Consumer Tech Startup Key Metrics Template
JUNE 25TH, 2020
I look at and invest in a lot of early stage consumer technology startups. As part of that process, I’ve compiled a metrics sheet to help benchmark performance versus other sucessful early stage consumer tech startups I’ve invested in. While no living document like this is ever perfect, this is currently my template to evaluate the overall health of a consumer technology business. I’m sharing it so that others may benefit and improve it. If you have suggestions, please let me know.
Google Sheet: Consumer Tech Startup Key Metrics Template
The template is broken into six sections: People, User Growth, Engagement & Retention, Cash & Monetization, and Engineering.
People is the first section because people are any startup’s most important metric. This section serves as a guage of employee satisfaction, headcount, and recruiting metrics. Indicators of challenges include a spike of non-regretted attrition or a decreasing employee satisfaction score.
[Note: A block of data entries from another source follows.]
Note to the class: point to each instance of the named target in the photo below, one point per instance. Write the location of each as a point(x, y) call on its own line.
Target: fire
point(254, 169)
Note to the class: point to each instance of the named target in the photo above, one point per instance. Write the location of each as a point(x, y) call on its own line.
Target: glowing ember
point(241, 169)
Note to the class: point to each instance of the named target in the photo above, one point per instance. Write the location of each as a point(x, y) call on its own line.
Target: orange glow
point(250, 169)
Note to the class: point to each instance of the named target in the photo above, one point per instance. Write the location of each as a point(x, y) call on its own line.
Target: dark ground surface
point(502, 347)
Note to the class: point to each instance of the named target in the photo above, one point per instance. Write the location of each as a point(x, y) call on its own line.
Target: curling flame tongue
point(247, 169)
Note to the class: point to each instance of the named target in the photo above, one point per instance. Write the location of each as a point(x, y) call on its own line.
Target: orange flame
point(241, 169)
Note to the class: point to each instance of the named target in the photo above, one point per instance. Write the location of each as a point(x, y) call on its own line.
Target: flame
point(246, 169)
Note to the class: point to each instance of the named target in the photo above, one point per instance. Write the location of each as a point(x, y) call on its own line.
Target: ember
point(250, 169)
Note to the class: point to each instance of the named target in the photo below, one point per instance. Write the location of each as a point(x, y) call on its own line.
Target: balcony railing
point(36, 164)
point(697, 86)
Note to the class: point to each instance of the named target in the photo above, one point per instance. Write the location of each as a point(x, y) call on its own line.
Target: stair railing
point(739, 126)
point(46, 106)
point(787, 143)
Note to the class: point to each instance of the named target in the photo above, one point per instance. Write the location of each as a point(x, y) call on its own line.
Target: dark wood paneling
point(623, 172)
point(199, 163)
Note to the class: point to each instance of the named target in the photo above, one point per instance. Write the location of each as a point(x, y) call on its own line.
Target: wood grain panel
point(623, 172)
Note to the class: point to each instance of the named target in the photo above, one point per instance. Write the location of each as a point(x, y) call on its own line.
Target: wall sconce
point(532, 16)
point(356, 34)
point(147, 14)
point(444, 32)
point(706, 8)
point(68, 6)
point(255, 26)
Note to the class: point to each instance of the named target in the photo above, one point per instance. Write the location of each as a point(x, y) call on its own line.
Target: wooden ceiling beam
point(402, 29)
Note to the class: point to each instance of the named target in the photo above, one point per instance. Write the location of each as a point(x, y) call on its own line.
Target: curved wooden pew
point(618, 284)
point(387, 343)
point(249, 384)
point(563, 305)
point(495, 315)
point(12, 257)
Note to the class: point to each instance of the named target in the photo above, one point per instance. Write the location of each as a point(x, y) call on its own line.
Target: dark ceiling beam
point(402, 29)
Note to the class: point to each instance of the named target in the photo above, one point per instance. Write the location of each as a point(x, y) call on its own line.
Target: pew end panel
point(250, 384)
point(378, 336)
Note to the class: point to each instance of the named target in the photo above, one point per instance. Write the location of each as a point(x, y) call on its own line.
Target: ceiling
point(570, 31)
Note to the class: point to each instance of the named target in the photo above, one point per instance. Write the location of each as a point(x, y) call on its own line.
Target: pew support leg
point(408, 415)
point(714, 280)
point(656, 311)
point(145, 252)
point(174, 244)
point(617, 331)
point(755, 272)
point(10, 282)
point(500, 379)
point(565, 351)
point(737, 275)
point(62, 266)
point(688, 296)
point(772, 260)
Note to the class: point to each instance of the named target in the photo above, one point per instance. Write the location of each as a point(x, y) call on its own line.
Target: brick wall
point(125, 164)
User Growth starts with DAU and MAU, looking for high level growth trends. I then dig deeper and look at ratios suchs as ‘DAU:Registered’ and ‘DAU:MAU’. Next, I funnel user data through the Growth Accounting Framework. This looks at the underlying active user dynamics by segmenting new users, reactivated users and inactive users. I then look at acquisiton funnels, with an eye towards organic viral growth versus paid growth and break paid growth down to arrive at an Avg CAC.
Engagement & Retention looks at typical cohort retention checkpoints (D1, D7, D30, D365). I also look at average time per session, average sessions per month for both the overall cohort and power users within the cohort. I like to look at returning users in total and as a percentage of MAU to get additional feel for stickiness. Lastly, I try to arrive at an average user lifetime.
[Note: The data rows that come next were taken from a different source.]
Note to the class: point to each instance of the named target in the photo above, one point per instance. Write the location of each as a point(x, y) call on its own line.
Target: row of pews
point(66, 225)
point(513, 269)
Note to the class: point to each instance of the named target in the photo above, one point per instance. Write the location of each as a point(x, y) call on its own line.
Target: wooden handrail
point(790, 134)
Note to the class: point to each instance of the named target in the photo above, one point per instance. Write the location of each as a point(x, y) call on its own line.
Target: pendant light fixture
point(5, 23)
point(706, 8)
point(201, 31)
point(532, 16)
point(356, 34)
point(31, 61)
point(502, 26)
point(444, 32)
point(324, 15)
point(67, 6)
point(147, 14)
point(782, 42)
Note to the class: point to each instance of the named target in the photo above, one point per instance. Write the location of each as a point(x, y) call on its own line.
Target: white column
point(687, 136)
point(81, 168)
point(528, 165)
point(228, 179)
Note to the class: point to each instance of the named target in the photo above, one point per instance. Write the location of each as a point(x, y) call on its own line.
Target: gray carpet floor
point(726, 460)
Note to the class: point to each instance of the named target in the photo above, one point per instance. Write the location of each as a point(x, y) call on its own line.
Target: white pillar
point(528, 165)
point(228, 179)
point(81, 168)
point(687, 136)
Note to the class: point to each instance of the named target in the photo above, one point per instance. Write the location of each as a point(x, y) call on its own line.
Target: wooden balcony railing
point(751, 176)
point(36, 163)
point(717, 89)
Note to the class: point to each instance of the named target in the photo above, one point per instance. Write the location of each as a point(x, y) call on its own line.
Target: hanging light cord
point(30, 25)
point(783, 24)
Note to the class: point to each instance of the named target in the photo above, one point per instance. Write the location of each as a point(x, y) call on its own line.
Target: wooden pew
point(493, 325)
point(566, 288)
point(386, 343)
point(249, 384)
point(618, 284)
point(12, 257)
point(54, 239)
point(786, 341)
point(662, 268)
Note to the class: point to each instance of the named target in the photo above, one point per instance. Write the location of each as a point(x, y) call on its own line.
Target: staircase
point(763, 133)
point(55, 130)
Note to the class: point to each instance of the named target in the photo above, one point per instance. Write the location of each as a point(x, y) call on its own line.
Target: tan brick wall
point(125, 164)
Cash & Monetization looks at cash burn versus projections and revenue versus projections in order to guage a team’s ability to forecast. I then dive deeper into revenue per MAU, infrastructure cost per MAU and gross profit per MAU. Once I’ve arrived at monthly gross profit per MAU, I can apply this to the average user lifetime calculated in previous section to arrive at a user LTV. I then compare the LTV to CAC and benchmark against sucessful consumer starturps on this metric.
Engineering guages performance of the product team. It guages average days between releases, and average delay (in days) per release. This section could be improved. That said, it’s a good starting point. The best teams that I’ve invested in push releases at a torrid pace, constantly iterating based both on user feedback and team intuition about what users don’t know they want.
The template is meant to provide a high-level overview of a consumer technology business and identify areas of excellence and areas worthy of deeper investigation. It’s a tool, not a comprehensive analysis of a business.